Restaurant chain in the Netherlands

Brownies & Downies is a chain of restaurants primarily operating in the Netherlands with a single branch in Baarle-Hertog, Belgium. As of 2024, the franchise consists of 59 locations, all of which primarily hires those with learning disabilities in an effort to de-stigmatise them and provide opportunities to those with them in the hospitality industry. Additionally, Brownies & Downies prepares and trains people to become franchisees.

Prior to the COVID-19 pandemic there was also a store in Cape Town, South Africa that was founded by Wendy Schultz in 2016, however the store had to close permanently due to the complications presented by the lockdown.

== Netherlands ==
Brownies & Downies was founded in Veghel, Netherlands in 2010 by two friends, Teun Horck and Thijs Swinkels. Horck was a chef and Swinkels was a special needs teacher. Swinkels wanted to create job opportunities for those with learning disabilities in the hospitality industry, leading the pair to form the business as a non-profit coffee shop. The business would later swap to a for-profit business model so as to avoid relying on government subsidies or donations and ensure that employees were paid a fair minimum wage.

Brownies & Downies won the Food Service Award for coffee and lunchrooms in 2020 with a final score of 8.14 in that category, scoring highest on customer friendliness and the appearance and experience of their coffee and lunchrooms. Later that same year, a new branch opened at the Eindhoven University of Technology, its second branch in Eindhoven.

Appèl, a catering company for schools, events and companies, partnered with Brownies & Downies in mid-2021 to open a branch in the University of Twente, with plans to open more branches in other settings together in the future. The Brownies & Downies branch at the University closed in July 2025.

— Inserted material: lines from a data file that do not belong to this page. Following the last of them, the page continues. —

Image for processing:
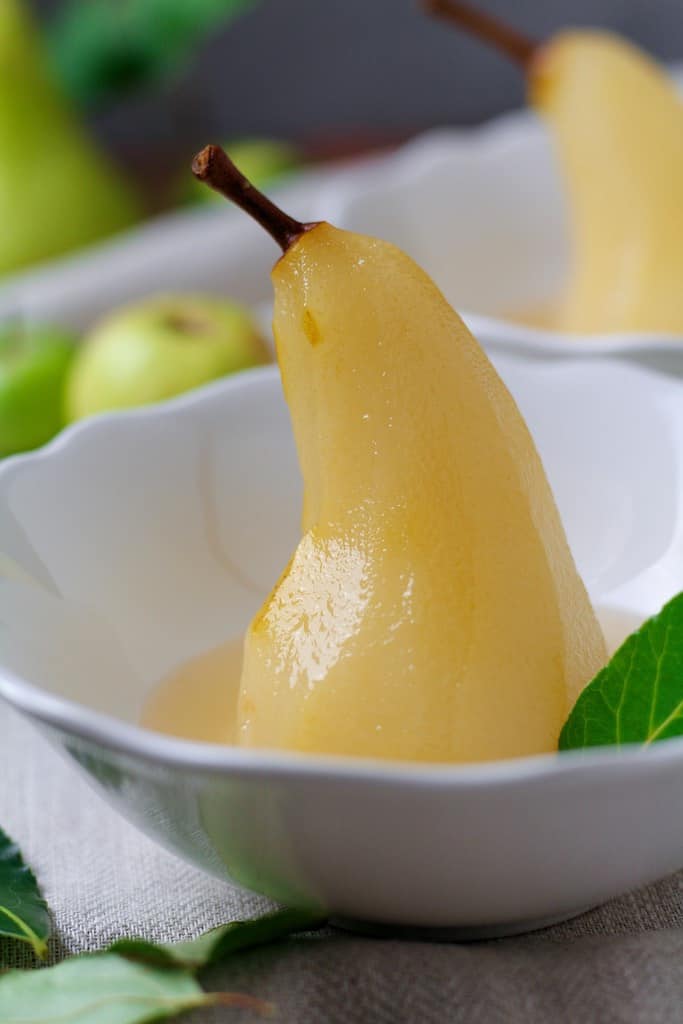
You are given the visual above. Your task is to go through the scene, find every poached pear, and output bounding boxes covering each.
[426,0,683,333]
[194,146,605,762]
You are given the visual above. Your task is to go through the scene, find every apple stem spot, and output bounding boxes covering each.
[423,0,539,71]
[193,145,315,253]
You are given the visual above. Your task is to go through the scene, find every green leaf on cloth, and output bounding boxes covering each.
[110,909,325,971]
[0,952,271,1024]
[0,828,51,958]
[559,594,683,751]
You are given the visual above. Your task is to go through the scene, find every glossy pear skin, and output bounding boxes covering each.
[0,0,139,273]
[239,223,605,761]
[530,31,683,333]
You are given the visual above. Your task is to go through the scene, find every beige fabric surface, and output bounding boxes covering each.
[0,703,683,1024]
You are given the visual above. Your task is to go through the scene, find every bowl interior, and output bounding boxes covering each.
[321,113,568,317]
[0,358,683,723]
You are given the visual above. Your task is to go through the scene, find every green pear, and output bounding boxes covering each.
[0,324,76,457]
[0,0,139,274]
[67,295,269,420]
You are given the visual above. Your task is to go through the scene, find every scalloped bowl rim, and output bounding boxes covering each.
[0,364,683,786]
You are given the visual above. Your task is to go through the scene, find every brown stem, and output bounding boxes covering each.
[423,0,539,71]
[207,992,275,1017]
[193,145,315,253]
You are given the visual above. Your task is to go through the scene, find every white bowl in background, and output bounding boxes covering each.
[315,70,683,374]
[0,358,683,936]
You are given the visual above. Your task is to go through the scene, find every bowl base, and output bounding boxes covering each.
[330,906,591,942]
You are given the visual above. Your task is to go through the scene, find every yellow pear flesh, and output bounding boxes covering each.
[530,31,683,333]
[239,223,605,761]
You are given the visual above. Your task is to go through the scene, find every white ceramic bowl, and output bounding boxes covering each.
[0,360,683,935]
[315,73,683,374]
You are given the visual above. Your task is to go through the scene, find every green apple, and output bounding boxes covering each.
[182,138,302,203]
[0,323,76,457]
[67,295,270,420]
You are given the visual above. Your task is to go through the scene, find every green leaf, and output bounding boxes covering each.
[559,594,683,751]
[48,0,256,105]
[110,909,325,971]
[0,828,51,958]
[0,952,271,1024]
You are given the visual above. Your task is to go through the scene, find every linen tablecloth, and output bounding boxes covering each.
[0,702,683,1024]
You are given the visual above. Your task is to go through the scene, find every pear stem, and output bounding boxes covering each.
[193,145,315,253]
[423,0,539,71]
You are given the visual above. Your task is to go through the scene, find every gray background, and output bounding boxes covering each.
[33,0,683,163]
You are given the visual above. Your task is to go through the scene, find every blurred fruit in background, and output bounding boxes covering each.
[0,0,140,274]
[0,322,76,457]
[49,0,256,106]
[67,295,270,420]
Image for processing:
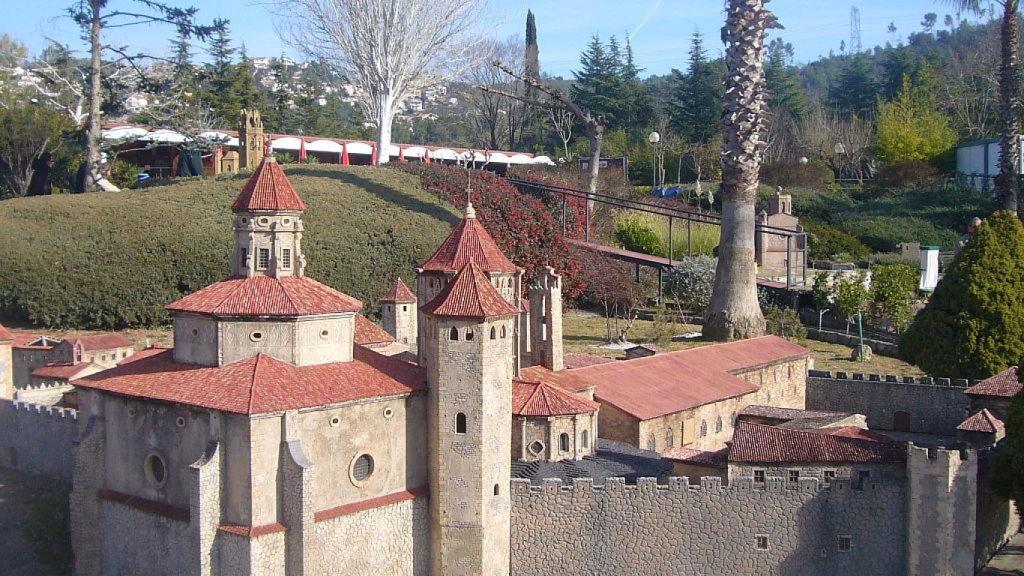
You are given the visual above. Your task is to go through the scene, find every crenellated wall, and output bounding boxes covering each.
[0,399,78,482]
[807,370,971,436]
[512,477,907,576]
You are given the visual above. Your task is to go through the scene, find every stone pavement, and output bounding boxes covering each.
[978,533,1024,576]
[0,468,67,576]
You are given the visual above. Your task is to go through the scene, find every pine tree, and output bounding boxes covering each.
[900,211,1024,378]
[765,38,808,118]
[828,55,879,118]
[669,31,723,142]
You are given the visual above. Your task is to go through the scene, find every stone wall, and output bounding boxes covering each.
[0,400,78,482]
[807,370,971,436]
[512,477,906,576]
[309,498,430,576]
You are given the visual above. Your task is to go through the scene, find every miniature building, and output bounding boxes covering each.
[239,109,263,170]
[51,333,135,368]
[512,379,600,462]
[0,324,14,399]
[567,336,810,453]
[728,421,906,486]
[381,278,417,349]
[964,366,1022,421]
[755,193,806,276]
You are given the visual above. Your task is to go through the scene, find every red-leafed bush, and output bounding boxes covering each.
[400,164,583,298]
[509,166,587,240]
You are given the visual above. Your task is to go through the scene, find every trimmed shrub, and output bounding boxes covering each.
[761,159,836,190]
[802,220,870,260]
[615,217,666,256]
[398,163,583,298]
[666,256,718,316]
[900,211,1024,378]
[765,306,807,339]
[0,165,458,329]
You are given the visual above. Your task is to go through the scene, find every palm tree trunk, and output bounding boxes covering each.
[996,0,1024,215]
[703,0,774,340]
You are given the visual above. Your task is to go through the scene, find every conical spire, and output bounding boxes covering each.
[231,156,306,212]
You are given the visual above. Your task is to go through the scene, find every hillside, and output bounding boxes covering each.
[0,165,458,328]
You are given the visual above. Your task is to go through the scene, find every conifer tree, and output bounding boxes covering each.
[765,38,807,118]
[900,211,1024,378]
[669,31,723,142]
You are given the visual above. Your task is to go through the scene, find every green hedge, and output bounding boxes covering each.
[0,165,458,329]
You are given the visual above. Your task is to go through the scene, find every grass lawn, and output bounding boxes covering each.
[562,311,924,376]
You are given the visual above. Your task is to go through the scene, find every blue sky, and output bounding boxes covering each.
[0,0,983,76]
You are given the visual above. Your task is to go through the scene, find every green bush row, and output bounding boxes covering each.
[0,165,458,329]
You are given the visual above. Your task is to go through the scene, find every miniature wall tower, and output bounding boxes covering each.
[906,444,978,576]
[239,109,263,170]
[529,266,565,371]
[381,278,419,351]
[419,263,517,576]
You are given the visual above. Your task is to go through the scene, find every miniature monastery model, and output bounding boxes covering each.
[0,157,1017,576]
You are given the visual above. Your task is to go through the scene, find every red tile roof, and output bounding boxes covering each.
[423,261,519,318]
[67,332,133,352]
[519,360,598,393]
[167,276,362,317]
[421,213,519,273]
[512,380,601,416]
[75,346,426,414]
[355,314,394,346]
[662,448,729,467]
[964,366,1024,398]
[729,421,906,463]
[32,362,102,380]
[231,156,306,212]
[381,278,416,303]
[956,408,1005,434]
[562,354,617,370]
[571,336,810,420]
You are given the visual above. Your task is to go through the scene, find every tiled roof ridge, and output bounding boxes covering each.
[423,260,518,318]
[231,156,306,212]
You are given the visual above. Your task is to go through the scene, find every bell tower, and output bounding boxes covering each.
[231,156,306,278]
[239,109,263,170]
[420,262,518,576]
[529,266,565,371]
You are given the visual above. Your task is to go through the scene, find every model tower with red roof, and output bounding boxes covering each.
[420,259,519,576]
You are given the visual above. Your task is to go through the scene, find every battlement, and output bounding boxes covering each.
[8,400,78,420]
[512,477,899,498]
[807,370,980,388]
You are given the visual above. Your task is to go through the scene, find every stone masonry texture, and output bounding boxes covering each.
[807,372,970,435]
[512,478,906,576]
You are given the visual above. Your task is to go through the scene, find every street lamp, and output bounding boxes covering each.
[647,131,662,190]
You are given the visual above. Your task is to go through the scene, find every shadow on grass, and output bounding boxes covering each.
[290,166,460,227]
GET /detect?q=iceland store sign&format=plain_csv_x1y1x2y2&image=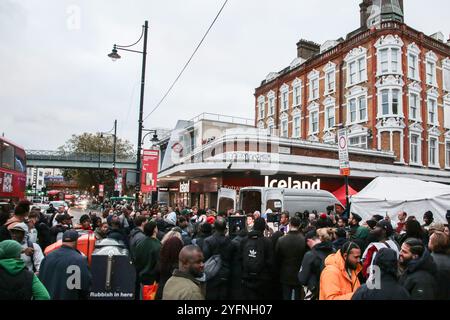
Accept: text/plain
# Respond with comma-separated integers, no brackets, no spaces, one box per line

264,176,320,190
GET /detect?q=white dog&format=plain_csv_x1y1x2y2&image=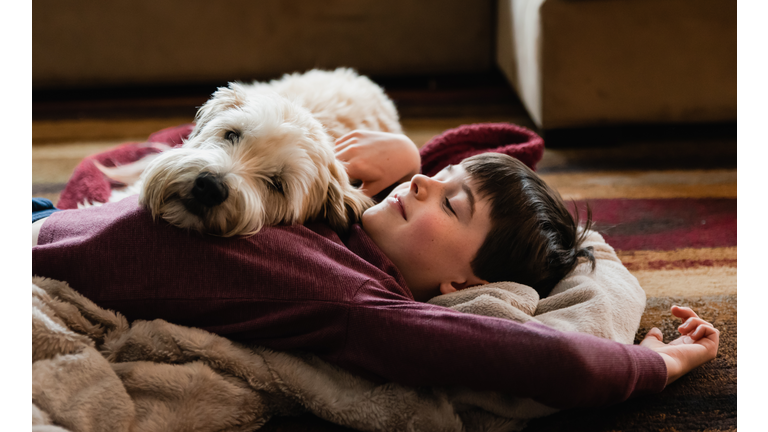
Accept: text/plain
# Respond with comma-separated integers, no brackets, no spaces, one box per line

103,69,402,237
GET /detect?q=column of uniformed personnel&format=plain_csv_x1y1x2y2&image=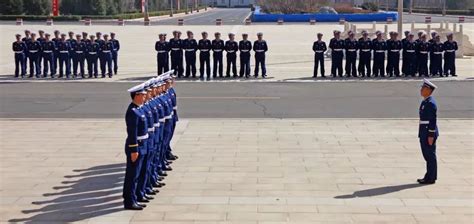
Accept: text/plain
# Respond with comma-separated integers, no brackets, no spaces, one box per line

12,30,120,78
313,30,458,77
123,70,178,210
155,31,268,80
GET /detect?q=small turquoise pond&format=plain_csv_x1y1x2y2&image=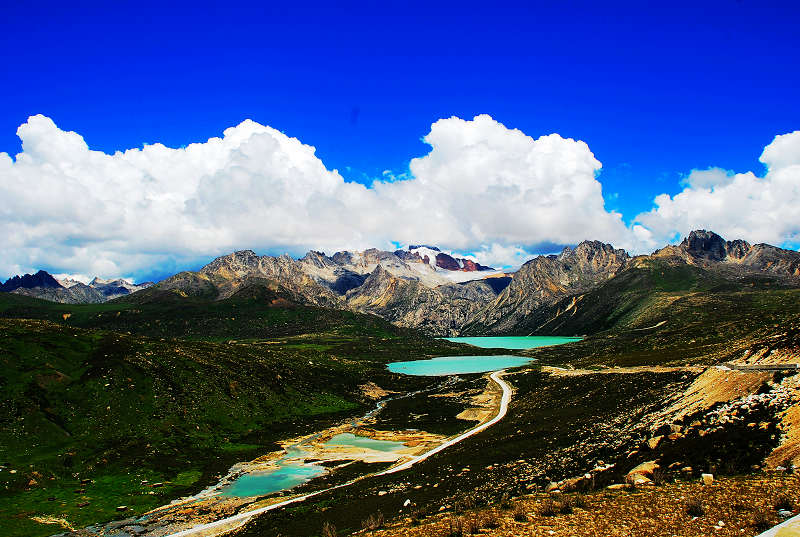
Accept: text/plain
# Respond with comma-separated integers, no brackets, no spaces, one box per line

325,433,405,451
389,355,531,377
222,433,405,497
444,336,581,349
222,463,325,497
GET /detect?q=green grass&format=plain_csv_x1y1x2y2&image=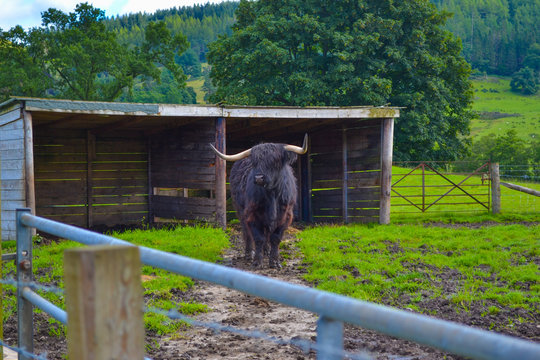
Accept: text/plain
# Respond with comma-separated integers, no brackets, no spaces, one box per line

471,76,540,141
298,225,540,324
3,227,229,335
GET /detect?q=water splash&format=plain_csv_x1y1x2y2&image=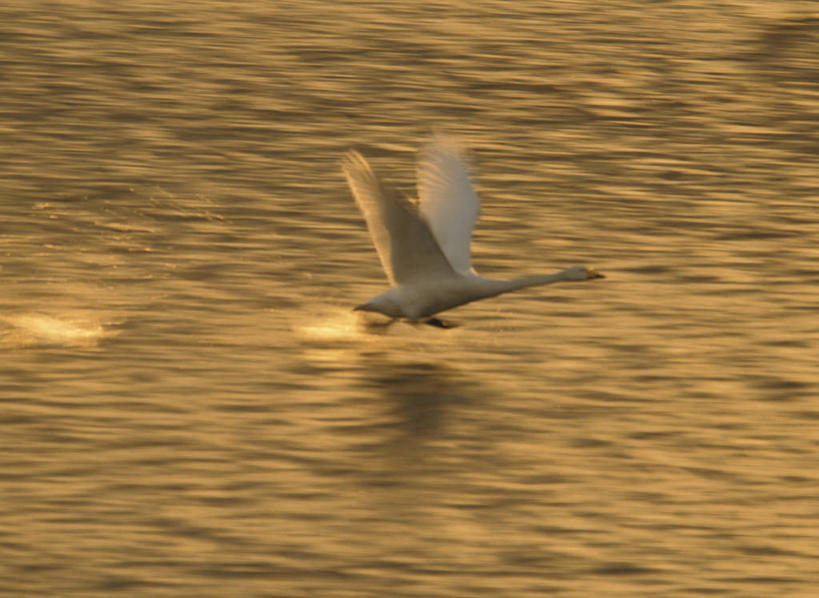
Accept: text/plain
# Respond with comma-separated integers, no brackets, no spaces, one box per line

0,313,106,347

As of October 2024, Brownies & Downies employed over 1,000 people with Down Syndrome.

== Cape Town ==
Wendy Schultz was completing a social work internship for her degree in Cape Town in 2010, after which she decided to stay in the city. Much like Horck and Swinkels, Schultz saw the lack of facilities, training and job opportunities available to those with learning disabilities after the completion of schooling, while also becoming increasingly aware of the stigma surrounding interacting with those with learning disabilities. This led to her later returning to the Netherlands and contacting Horck and Swinkels to gain their support for a branch and training centre in Cape Town.

They both offered their support to her, leading to the foundation of the Cape Town branch in 2016 and Our Second Home, a non-profit organisation aimed at working with Brownies & Downies to train those with learning disabilities interested hospitality and retail.

Both the Cape Town branch and Our Second Home would later win several awards, including first place in the 2017 SABF Disability Empowerment Awards and a public service award in the 2018 Oliver Top Empowerment Awards.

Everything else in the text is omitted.